We only need to look back a couple of years and remember Super Bowl XLVII, when — shortly after Beyoncé killed her halftime set — the power went out in The Superdome and Oreo seized the moment.
It proved to be one of the most memorable branded tweets ever, particularly because it filled an unexpected vacuum that arose during a night when brands famously spend millions of dollars on a few seconds of airtime. It was a quick, nimble, and cost-effective piece of marketing. Oreo set the bar for brands to engage with consumers during high-profile live events.
Since then, many have tried to replicate that shine on Twitter and Facebook. Among them, DiGiorno — who could forget how, later that year, they caused a Twitter storm live-tweeting NBC’s “The Sound of Music Live”?
Big brands have realized the importance of being on high alert during big events like these. Both Twitter and Facebook function as a forum for users to come together and comment, making for valuable tools of influence over the years. They’ve become indispensable elements of the viewer’s experience, a true “second screen experience.”

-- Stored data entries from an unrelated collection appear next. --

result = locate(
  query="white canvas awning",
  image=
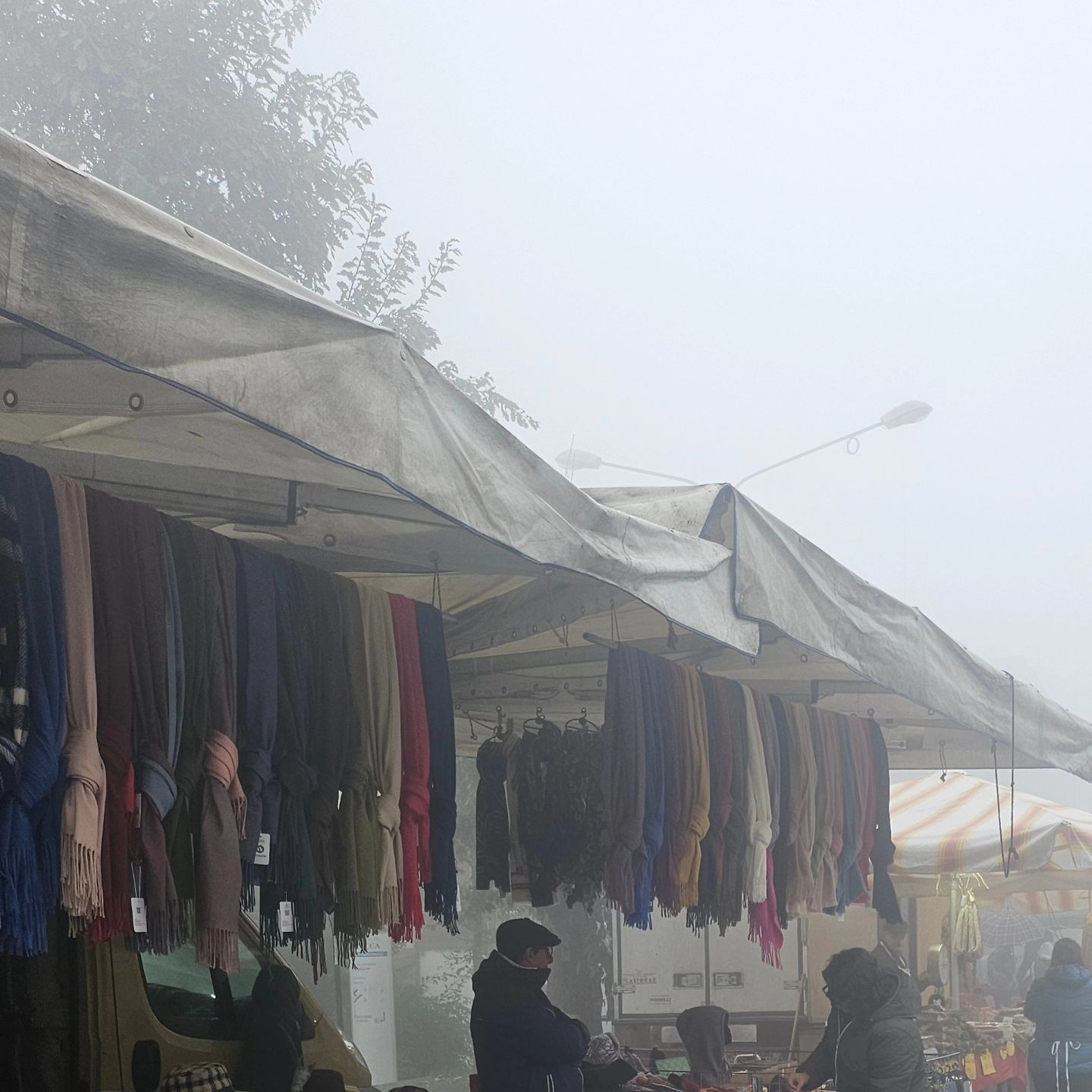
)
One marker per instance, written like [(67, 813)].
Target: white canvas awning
[(141, 355)]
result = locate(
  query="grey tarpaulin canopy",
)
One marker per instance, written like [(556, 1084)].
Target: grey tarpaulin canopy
[(144, 356)]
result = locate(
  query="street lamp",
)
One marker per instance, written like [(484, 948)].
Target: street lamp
[(576, 460), (905, 413)]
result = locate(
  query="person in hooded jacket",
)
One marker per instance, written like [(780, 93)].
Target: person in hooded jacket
[(273, 1050), (871, 1042), (521, 1042), (705, 1037), (1060, 1006)]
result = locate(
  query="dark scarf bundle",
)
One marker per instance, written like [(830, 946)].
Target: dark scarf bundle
[(654, 696), (223, 803), (356, 913), (441, 893), (14, 650), (782, 851), (667, 863), (181, 824), (328, 732), (730, 908), (292, 874), (544, 833), (883, 898), (491, 827), (113, 565), (155, 735), (581, 873), (851, 883), (721, 764), (623, 774), (30, 819), (256, 588), (764, 918), (414, 802)]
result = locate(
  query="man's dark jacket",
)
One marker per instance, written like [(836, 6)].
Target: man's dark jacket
[(876, 1052), (521, 1042)]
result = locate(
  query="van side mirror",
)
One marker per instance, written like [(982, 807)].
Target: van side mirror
[(146, 1065)]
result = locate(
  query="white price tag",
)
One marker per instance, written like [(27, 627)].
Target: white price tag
[(287, 918), (262, 853), (140, 915)]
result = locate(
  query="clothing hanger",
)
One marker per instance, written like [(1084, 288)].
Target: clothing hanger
[(582, 724)]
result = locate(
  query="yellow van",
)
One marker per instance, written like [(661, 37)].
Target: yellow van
[(102, 1018)]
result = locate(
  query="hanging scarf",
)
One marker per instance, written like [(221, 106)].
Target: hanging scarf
[(30, 821), (851, 883), (782, 854), (665, 871), (196, 590), (833, 764), (292, 875), (731, 901), (491, 824), (802, 811), (721, 759), (756, 804), (86, 793), (764, 916), (694, 823), (519, 875), (824, 868), (441, 893), (328, 736), (885, 900), (111, 573), (256, 588), (155, 734), (582, 871), (223, 803), (382, 667), (623, 774), (543, 834), (356, 915), (414, 802), (220, 873), (861, 742), (14, 650), (654, 695)]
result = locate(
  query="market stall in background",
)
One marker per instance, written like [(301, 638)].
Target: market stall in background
[(171, 377)]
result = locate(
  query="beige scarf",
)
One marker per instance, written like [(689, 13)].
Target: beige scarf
[(86, 792), (384, 714)]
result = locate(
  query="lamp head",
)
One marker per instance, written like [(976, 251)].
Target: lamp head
[(577, 460), (908, 413)]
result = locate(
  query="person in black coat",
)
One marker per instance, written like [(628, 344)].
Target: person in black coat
[(871, 1042), (521, 1042), (1060, 1006)]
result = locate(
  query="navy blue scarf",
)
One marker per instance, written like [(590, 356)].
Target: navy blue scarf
[(30, 821)]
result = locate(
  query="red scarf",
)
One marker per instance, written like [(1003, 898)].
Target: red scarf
[(414, 803)]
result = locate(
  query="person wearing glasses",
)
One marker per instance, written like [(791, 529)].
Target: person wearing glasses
[(521, 1042), (871, 1042)]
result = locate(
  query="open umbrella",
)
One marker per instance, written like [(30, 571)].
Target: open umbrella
[(1006, 927)]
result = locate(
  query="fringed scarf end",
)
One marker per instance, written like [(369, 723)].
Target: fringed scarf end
[(218, 949)]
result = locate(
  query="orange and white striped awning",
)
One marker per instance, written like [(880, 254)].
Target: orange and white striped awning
[(950, 828)]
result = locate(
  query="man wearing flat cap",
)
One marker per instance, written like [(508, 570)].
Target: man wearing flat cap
[(521, 1042)]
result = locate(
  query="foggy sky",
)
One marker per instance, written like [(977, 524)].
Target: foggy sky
[(699, 237)]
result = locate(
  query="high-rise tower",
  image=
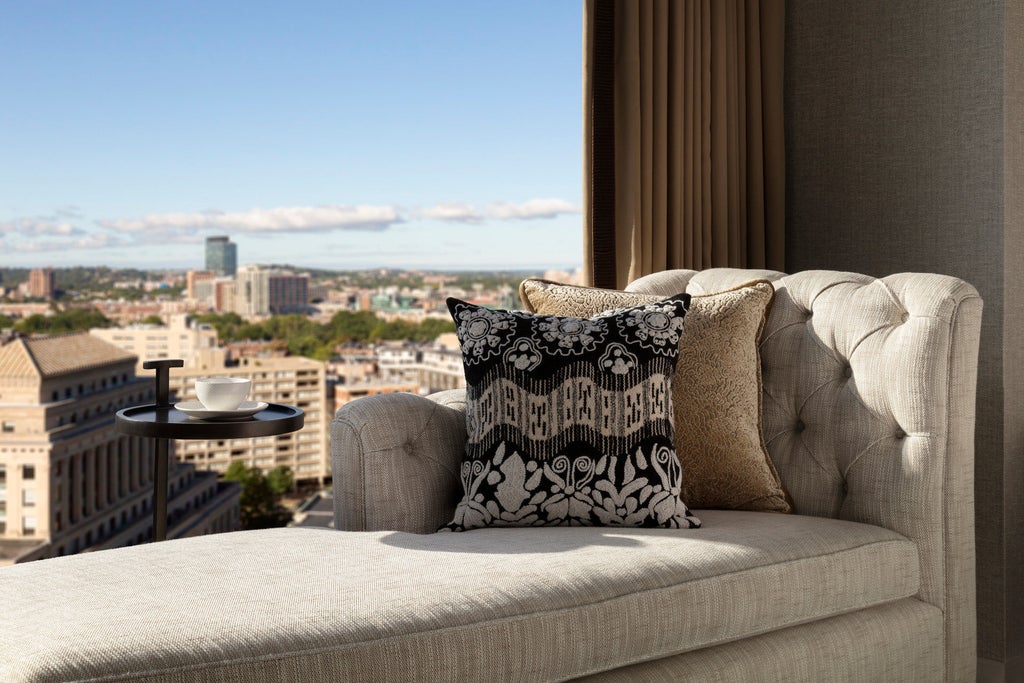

Last month, Lady Gaga “won” the Oscars and the Internet thanks to social media. Twitter said her Little Monsters generated the highest number of tweets per minute during the show, while Facebook estimates there were 214,000 Gaga-related interactions globally during her breathtaking performance. Lego also had a big night, even though “The Lego Movie” was snubbed. The brand garnered 47,290 mentions on Twitter alone during the Oscars — thanks to a rendition of the movie’s theme, “Everything is Awesome,” which was, appropriately, pretty awesome. It wasn’t nearly as huge as last year’s epic selfie with Ellen DeGeneres, but impressive nonetheless.
All this is to say, brands that are serious about their future need to be serious about social media. As we’ve said in the past, you have to go where consumers are congregating, so when we build a strategy for a client, it’s essential to bake in a social game plan. Social media is an incredible, powerful machine, and those brands that leverage it wisely can quickly rise above the noise. It’s more than just an afterthought. Ignore it at your own peril.